Sunday, August 20, 2023

Counting Cousins

 

Cousins, at least in my opinion, can be valuable guides to piecing together a family's story—especially when it comes to those cousins who lived three or four generations prior to our own lifetime. Right now, I'm just not sure whether the newly-found Dennis Tully is actually brother of my father-in-law's maternal grandfather, but I'm testing out some hypotheses by plugging him into my tree—along with the several children of that Dennis who would be cousins of my father-in-law's own mother.

Since today marks my biweekly progress report, this will provide a count of just how many individuals have been tentatively added to that family tree. The hope is that I will eventually reach down to the third cousin level where DNA matches start popping up in the tree—matches which, at some point, I'll need to tag in the tree for their genetic as well as genealogical connection.

Since making that decision to tentatively add Dennis Tully and his wife Margaret Hurley to my tree, I've added 218 additional names. Call each one of them cousins, for that is exactly what I've been working on.

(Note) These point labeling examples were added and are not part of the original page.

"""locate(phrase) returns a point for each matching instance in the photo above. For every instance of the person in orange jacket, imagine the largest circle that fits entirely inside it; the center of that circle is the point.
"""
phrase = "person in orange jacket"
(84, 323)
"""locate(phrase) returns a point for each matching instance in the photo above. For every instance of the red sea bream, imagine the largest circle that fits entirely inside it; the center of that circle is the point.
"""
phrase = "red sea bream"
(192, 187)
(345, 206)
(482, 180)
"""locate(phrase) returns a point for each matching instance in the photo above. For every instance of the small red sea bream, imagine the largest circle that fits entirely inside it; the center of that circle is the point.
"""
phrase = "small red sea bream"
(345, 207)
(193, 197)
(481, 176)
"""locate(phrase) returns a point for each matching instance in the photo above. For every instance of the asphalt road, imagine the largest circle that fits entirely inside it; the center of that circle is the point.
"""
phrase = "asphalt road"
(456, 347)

And those 218 are just the beginning of the task. Once Dennis removed from his native Ireland and settled in Ontario, Canada, his marriage—whenever and wherever it may have occurred—led to a far more abundant life than he could have hoped for, back in County Tipperary. There will be several more descendants of Dennis Tully and Margaret Hurley added to this tree, as we will see in the next two week period. As of today, that tree stands at 33,340 names.

Though the line of the other Denis Tully—he whose wife was Margaret Flannery, and whom I'm presuming was the father of the younger Dennis—has been my research focus this month, I did also manage to add one more name to my own mother's tree. These stray additions usually happen due to discovery of an important life event—a marriage, for instance, or birth of another child—and I try to update my tree as soon as I discover the addition. Though the addition may be small, saving it for later—those "more opportune times"—seldom works out well in the long run. Better to keep up with family changes when they are announced. Considering my own tree is now up to 33,900 names, that timeliness is an imperative.

The DNA match count may be inching up ever so slowly—on Ancestry, for instance, my husband's match count went up by only two in the past two weeks, and my own by three—but I anticipate with this month's research project to eventually discover several more DNA matches which connect my husband to that newly-discovered Tully line. Already, by adding new lines of cousins from the Dennis Tully descendants, I'm seeing surnames from marriages which I've also spotted in those DNA match lists. I'm looking forward to connecting the genealogical documentation to the DNA information now available to place these matches in the right part of the family tree.

And I marvel to think it was only a few years ago that we would never have had any way to know about these missing cousins at all.